On the evening of November 11, 2022, FTX experienced a great commotion. A report shed light on the harrowing moments that followed the massive security breach. After the announcement of the cryptocurrency exchange’s bankruptcy, it fell victim to an attack that siphoned off over $400 million from its coffers.
Desperate attempts to protect the remaining assets saw FTX co-founder Gary Wang resort to using Kumanan Ramanathan’s Ledger Nano to store around $400 to $500 million. Meanwhile, the FTX team anxiously awaited a response from BitGo regarding cold storage solutions, a strategy recommended by Zach Dexter of LedgerX. This substantial sum was then moved to BitGo the following day, where the funds eventually grew to approximately $1 billion of FTX’s remaining assets.
Unraveling the Chaos and Security Flaws
The scene on that night was frenzied. FTX personnel tirelessly tracked the stolen crypto wallets of the company, transferring any recovered amounts to BitGo’s more secure cold wallets. According to the report, much of the chaos stemmed from confusion regarding the locations of the private keys.
For each wallet, the FTX Group stored the three necessary private keys in one place, so anyone with access to any one of them had access to all the keys needed to transfer the wallet’s contents, which went against the purpose of controls.
John J. Ray.
The flawed security model of FTX, which utilized multisig wallets requiring multiple authorizations for transfers, was fundamentally problematic. As highlighted by FTX CEO John J. Ray in a court document, instead of dispersing the private keys, the FTX Group kept the three private keys required for transfers in the same location. This approach rendered the multisig model entirely ineffective, with Ray emphasizing the lack of ‘visibility’ controls to detect potential threats.
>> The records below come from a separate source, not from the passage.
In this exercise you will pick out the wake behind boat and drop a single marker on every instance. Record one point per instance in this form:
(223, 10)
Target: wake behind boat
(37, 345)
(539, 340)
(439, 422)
The aftermath of the hack raised questions about the authenticity of claims, given the exchange’s bankruptcy status. But as clarity emerged, it became evident that a staggering amount of $500 million from both the international and US divisions had vanished. Following the breach, the wallet addresses involved remained dormant, only showing activity recently when the alleged hacker attempted to convert their ETH to Bitcoin via ThorSwap.